On the face of it, tax surrounding property and letting in the UK can seem pretty straightforward, but new research from our team of accountants in London has shown how private homeowners can optimise their tax position with regards to buying, refurbishing, renting and selling property.
Previously, if you’ve bought a property and decided to rent it out, you would not immediately get the full tax relief on the money spent in refurbishing the property as expenditure of this nature is capital expenditure and therefore not deductible against rental income, but deductible against future capital gains instead.
Homeowners who live in their property do not pay capital gains tax due to private residential relief, however, this relief is reduced when a property is let and capital gains tax subsequently becomes payable.
Landlords in the UK can claim letting relief to reduce their capital gains tax, but any capital gains calculation is complicated on and professional tax advice should be sought.
New tax laws around tax relief for borrowing interest for sole traders were announced by the Government last year and will be coming into effect for the first time in the current tax year.
Landlords whose income falls in the higher tax bracket of 40% will see their tax reliefs fully wiped over the next four years as part of a phasing out scheme. Currently, the plan is to reduce tax reliefs by 25% every year until they cease to exist. However basic rate tax relief is still available.
The Chancellor, Philip Hammond, slashed the tax relief that landlords in the top tax brackets receive on their mortgage interest payments, cutting it from the higher income tax bands, 40% and 45%, to 20% by April 2020.

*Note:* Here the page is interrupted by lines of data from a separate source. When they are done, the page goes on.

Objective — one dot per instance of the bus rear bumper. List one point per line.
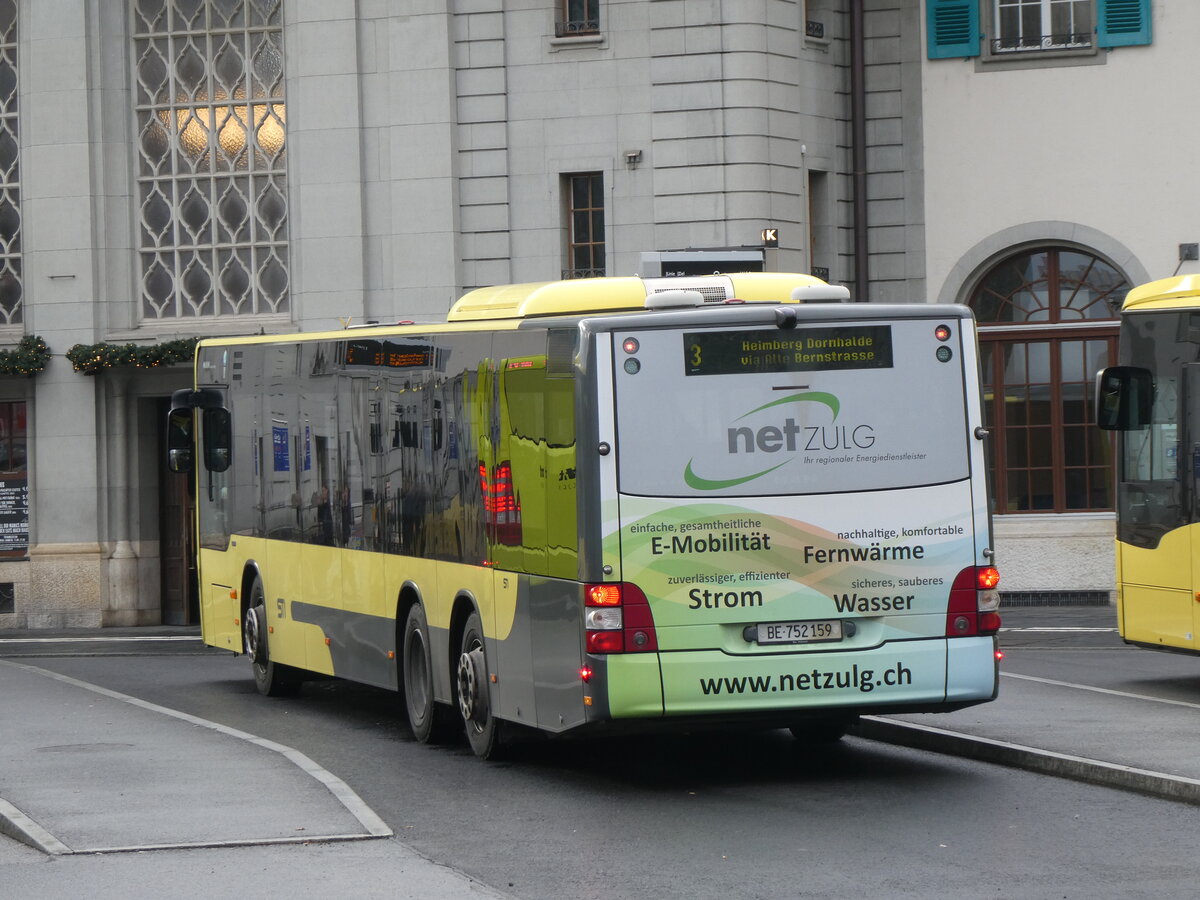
(907, 673)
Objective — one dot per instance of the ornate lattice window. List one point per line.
(11, 291)
(1045, 327)
(213, 159)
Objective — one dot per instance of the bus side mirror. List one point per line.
(1125, 397)
(179, 441)
(217, 439)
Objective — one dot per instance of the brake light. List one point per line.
(975, 603)
(617, 619)
(501, 505)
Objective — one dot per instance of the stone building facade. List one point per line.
(178, 168)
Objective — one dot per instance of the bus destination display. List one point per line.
(811, 349)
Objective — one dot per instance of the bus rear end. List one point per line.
(795, 521)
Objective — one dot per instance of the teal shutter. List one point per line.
(1122, 23)
(953, 28)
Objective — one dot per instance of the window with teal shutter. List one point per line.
(1123, 23)
(953, 28)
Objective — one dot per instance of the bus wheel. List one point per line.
(484, 731)
(431, 721)
(273, 679)
(822, 731)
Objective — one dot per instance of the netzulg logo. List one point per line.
(790, 437)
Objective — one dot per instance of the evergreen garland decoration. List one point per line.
(28, 359)
(91, 359)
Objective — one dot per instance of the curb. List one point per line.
(1048, 762)
(19, 827)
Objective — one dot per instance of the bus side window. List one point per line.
(179, 441)
(1125, 397)
(217, 439)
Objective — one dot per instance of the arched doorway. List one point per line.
(1047, 323)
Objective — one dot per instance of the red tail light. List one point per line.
(618, 619)
(501, 505)
(973, 604)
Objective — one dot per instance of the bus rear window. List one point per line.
(814, 409)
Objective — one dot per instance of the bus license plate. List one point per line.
(799, 631)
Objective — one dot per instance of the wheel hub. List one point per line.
(252, 635)
(472, 685)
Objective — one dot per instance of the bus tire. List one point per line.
(822, 731)
(431, 721)
(273, 679)
(485, 732)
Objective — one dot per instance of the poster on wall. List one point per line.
(13, 515)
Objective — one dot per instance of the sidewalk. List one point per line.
(87, 771)
(1121, 738)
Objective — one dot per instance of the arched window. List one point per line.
(211, 123)
(1047, 323)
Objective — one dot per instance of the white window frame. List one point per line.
(997, 48)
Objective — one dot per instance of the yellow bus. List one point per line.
(1152, 402)
(605, 504)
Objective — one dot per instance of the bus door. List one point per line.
(1157, 489)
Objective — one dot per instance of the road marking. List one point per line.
(366, 816)
(141, 639)
(1103, 690)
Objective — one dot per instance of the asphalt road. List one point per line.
(700, 816)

However, some homeowners have been exploring alternative ways in which they can buy a property, with the view to refurbishing and letting, while also minimising the tax they are liable to pay under the new guidelines - setting up a limited company.
As a form of counteracting the new regime, private landlords who are facing the above losses could protect their income by turning their rental activities into a limited company.
The Government claim the new guidelines are trying to level the playing field and that it was unfair that landlords enjoyed this tax perk but owner occupiers did not.
Small business accountant, Accounts and Legal, has shed light on the alternative route into buying to let, showing that if a private landlord transfers one or more properties into a company structure, the total tax rate can potentially be reduced over the long-term, with the contrast being that over the short-term stamp duty will need to be paid.
Care should be taken when considering how long any investment is willing to be held as any profit on the sale of a rental property by a limited company would be chargeable to a higher rate of capital gains tax, meaning a 1% increase in comparison to the rate of tax paid by an individual seller.
Full tax relief would still be available for any additional expense incurred by borrowing by a limited company. The reason being is that a company is paying tax on the actual profit and therefore the rate does not fluctuate wildly. If the profit reduces, so does the tax.
If the rental property is run privately, there is a scenario where because you no longer get full tax relief for your borrowing interest expense, you can pay tax even if there is no profit. That means potentially enormous effective rates of tax.
Landlords looking to get tax relief against any income for refurbishment costs need to carefully consider the nature of the expense as there is a thin line between what is classed as capital expenditure, which would be reduce any tax payable upon sale of the property, and expenditure that is deductible against rental income.
If the owner is a sole trader, they would pay stamp duty again on the incorporation of the business based on cost of the property. But if the owner is in business with a partner, they could enjoy some stamp duty relief.
Although incorporating your business helps you guarantee your monthly tax bill, it is not a magic solution. Tax is only one consideration when forming a company and it is strongly advised you speak to an expert before going down this route.